Peter DiVittorio

Nothing and nobody favor the weak.

Petey V’s bones ached. He’d been hustling almost forty years, and most criminals his age washed cars, washed dishes, or plastered sheet rock. You knew them by the vacant, defeated look in their eyes and the faded prison ink emerging from beneath a sleeve or marking the crease between thumb and forefinger.

After what he’d seen that day, Pete felt a vacancy creeping into his own eyes. He had two choices, neither desirable. He could kill Tran van Kahn’s lieutenant and start a war, or he could wait for them to come for him. One way or another, people would die. He would be killed, or he’d do some killing, the law of the life he’d chosen. He needed to decide which action he could live with and for how long.

Violence, like all suffering, came in waves.

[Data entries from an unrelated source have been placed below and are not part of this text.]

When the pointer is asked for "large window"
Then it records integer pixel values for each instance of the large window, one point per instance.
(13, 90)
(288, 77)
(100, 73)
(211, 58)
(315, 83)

There was a time when he’d enjoyed a fight, a time when he saw it as a legitimate expression of society’s undercurrent, the reality just beneath the submission demanded by the forces of productivity and consumption. Those days were gone. These days, he enjoyed a glass of wine with breakfast, smoked three packs a day, and spent evenings watching television in a bathrobe. He lived alone and daily business usually took care of itself. A wife or child would’ve been a weakness too easily exploited. He didn’t regret his decisions, but he wondered if he lived a life worth living, a life worth more than the lives he’d taken.

Pete splashed some wine out of a jug into his highball glass. He hadn’t killed anyone in twelve years. He still remembered the last, a pusher who’d robbed his supplier. The kid had been nineteen, not yet old enough to legally drink. They’d wrapped his body in a cheap area rug and tossed the rug in a dumpster. Pete had made sure the kid’s mother received a raise every year. She was the highest paid lunch lady in the city’s school system.

Violence came in waves. 

You’d fight for this piece or that piece, all in the name of peace, but in the end, somebody new came to take your piece. Peace never lasted long. It had been almost fifteen years since the last big war, the war that brought Tran to power, which meant it took almost twenty years to realize the new boss had been no different than the old boss.

Pete swallowed half his glass of wine in three gulps. He lowered the glass to the table and realized he was wrong. He’d been the new boss. After the war, he’d been the most powerful man in Central City. The new boss hadn’t been the same as the old boss. When had he begun to consider Tran the new boss?

Violence came in waves.

Pete lit a cigarette and flicked some ash into the ashtray on the table. He enjoyed the smoke in his lungs, enjoyed the taste of red wine on his lips, and knew he would let it go. He wouldn’t kill Tran’s man. If he did, he’d only start a war he didn’t want to fight. He wanted to enjoy his wine, his smoke, and an eternity’s worth of peace and quiet.

Violence was inevitable; change was only a matter of time.